Considerando a recente aprovação do novo Código de Processo Civil pelo Senado Federal, convém, além de destacarmos importantes alterações realizadas no novel diploma, discorrer sobre a denominada vacatio legis.

Referido termo, de origem latina, se refere ao intervalo entre a publicação da lei e a sua entrada em vigor. A finalidade deste instituto é a de dar conhecimento do conteúdo da norma aos seus destinatários.

Entretanto, muito embora as modificações não alcancem atos processuais já consolidados pela anterior arquitetura processual, em vista das relevantes repercussões que decorrerão da entrada em vigor do diploma, o prazo de vacatio legis de apenas um ano mostra-se bastante curto, já que o novo instituto trará enormes desafios aos operadores do direito, mormente em razão dos efeitos que trarão, ainda que subsidiariamente, às lides trabalhistas, eleitorais e administrativas.

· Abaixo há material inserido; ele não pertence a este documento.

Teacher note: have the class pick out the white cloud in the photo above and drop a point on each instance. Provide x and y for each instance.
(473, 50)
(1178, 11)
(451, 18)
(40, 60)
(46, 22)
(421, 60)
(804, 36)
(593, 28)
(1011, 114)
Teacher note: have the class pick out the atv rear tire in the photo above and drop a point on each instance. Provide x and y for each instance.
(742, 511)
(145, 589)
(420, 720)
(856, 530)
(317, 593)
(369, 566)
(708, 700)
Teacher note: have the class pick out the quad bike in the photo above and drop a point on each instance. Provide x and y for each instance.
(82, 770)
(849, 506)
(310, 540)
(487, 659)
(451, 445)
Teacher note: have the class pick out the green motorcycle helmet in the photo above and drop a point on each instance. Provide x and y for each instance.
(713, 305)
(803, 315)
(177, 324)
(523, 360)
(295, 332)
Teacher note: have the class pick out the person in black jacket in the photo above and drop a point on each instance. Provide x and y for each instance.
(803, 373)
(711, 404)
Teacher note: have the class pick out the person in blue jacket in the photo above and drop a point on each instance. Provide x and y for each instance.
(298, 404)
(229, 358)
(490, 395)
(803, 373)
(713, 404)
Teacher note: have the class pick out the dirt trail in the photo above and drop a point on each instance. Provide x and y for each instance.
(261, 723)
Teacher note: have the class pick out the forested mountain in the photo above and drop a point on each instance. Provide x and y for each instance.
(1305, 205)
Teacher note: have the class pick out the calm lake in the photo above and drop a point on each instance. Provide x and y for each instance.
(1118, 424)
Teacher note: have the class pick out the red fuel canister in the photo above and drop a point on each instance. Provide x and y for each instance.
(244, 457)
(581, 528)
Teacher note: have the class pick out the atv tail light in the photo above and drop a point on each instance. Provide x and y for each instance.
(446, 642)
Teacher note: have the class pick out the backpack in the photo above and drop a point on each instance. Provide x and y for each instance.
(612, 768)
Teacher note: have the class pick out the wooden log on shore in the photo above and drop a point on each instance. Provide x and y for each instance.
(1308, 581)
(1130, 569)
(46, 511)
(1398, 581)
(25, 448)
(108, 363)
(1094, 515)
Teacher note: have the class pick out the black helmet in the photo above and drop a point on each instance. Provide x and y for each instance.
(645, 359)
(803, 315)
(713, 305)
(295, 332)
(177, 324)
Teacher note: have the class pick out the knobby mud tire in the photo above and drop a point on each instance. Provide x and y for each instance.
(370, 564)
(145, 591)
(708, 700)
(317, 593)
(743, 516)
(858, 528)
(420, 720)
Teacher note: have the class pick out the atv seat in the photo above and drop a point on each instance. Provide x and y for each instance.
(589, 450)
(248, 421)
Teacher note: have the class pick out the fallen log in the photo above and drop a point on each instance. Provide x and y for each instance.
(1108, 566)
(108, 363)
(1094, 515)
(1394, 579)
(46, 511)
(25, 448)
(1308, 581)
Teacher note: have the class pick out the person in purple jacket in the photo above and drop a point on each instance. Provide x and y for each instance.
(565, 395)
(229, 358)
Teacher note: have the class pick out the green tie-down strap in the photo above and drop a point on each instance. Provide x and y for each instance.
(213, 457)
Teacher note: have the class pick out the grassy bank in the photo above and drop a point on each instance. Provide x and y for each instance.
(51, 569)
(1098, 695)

Destaca-se, dentre as modificações, uma maior importância à conciliação, os poderes instrutórios dos juízes, as regras atinentes à atuação processual dos advogados, uma “ampliação” do sistema recursal, a possibilidade de instauração do denominado “incidente de resolução de demandas repetitivas”, além de novas regras de contagem dos prazos processuais.

Entretanto, não podemos olvidar que essas inovações virão acompanhadas da nova sistemática que se instalou com a também recente digitalização dos processos judiciais.

O cenário, embora pareça conturbado, se mostra positivo, já que o objetivo final é empregar uma maior celeridade e efetividade na entrega da prestação jurisdicional.